BiM-VFI: Bidirectional Motion Field-Guided Frame Interpolation for Video with Non-uniform Motions
Wonyong Seo, Jihyong Oh, Munchurl Kim
TL;DR
This paper tackles time-to-location (TTL) ambiguity in video frame interpolation for non-uniform motions, which often yields blurry results. It introduces Bidirectional Motion Field (BiM) as a motion descriptor and couples it with a BiM-guided FlowNet (BiMFN) and Content-Aware Upsampling Network (CAUN), all trained with Knowledge Distillation for VFI-Centric Flow supervision (KDVCF) to constrain learning toward VFI-relevant motion.
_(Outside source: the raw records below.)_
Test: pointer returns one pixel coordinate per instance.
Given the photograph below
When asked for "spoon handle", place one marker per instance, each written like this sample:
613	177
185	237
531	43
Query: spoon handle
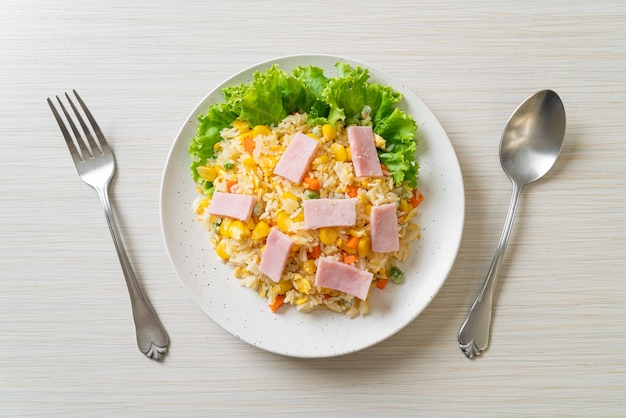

The BiM descriptor captures both magnitude ratios and directional differences between bidirectional flows, enabling more precise motion estimation and reduced blur, while KDVCF aligns the training objective with VFI goals. Empirical results show substantial perceptual gains over state-of-the-art methods on arbitrary-time interpolation benchmarks, with notable improvements in LPIPS and STLPIPS, and ablations validate the contributions of BiM, CAUN, and KDVCF. The approach highlights a practical path to sharper interpolations under uniform-motion inference while acknowledging TTL-related limitations inherent to inference.
Abstract
Existing Video Frame interpolation (VFI) models tend to suffer from time-to-location ambiguity when trained with video of non-uniform motions, such as accelerating, decelerating, and changing directions, which often yield blurred interpolated frames. In this paper, we propose (i) a novel motion description map, Bidirectional Motion field (BiM), to effectively describe non-uniform motions; (ii) a BiM-guided Flow Net (BiMFN) with Content-Aware Upsampling Network (CAUN) for precise optical flow estimation; and (iii) Knowledge Distillation for VFI-centric Flow supervision (KDVCF) to supervise the motion estimation of VFI model with VFI-centric teacher flows. The proposed VFI is called a Bidirectional Motion field-guided VFI (BiM-VFI) model. Extensive experiments show that our BiM-VFI model significantly surpasses the recent state-of-the-art VFI methods by 26% and 45% improvements in LPIPS and STLPIPS respectively, yielding interpolated frames with much fewer blurs at arbitrary time instances.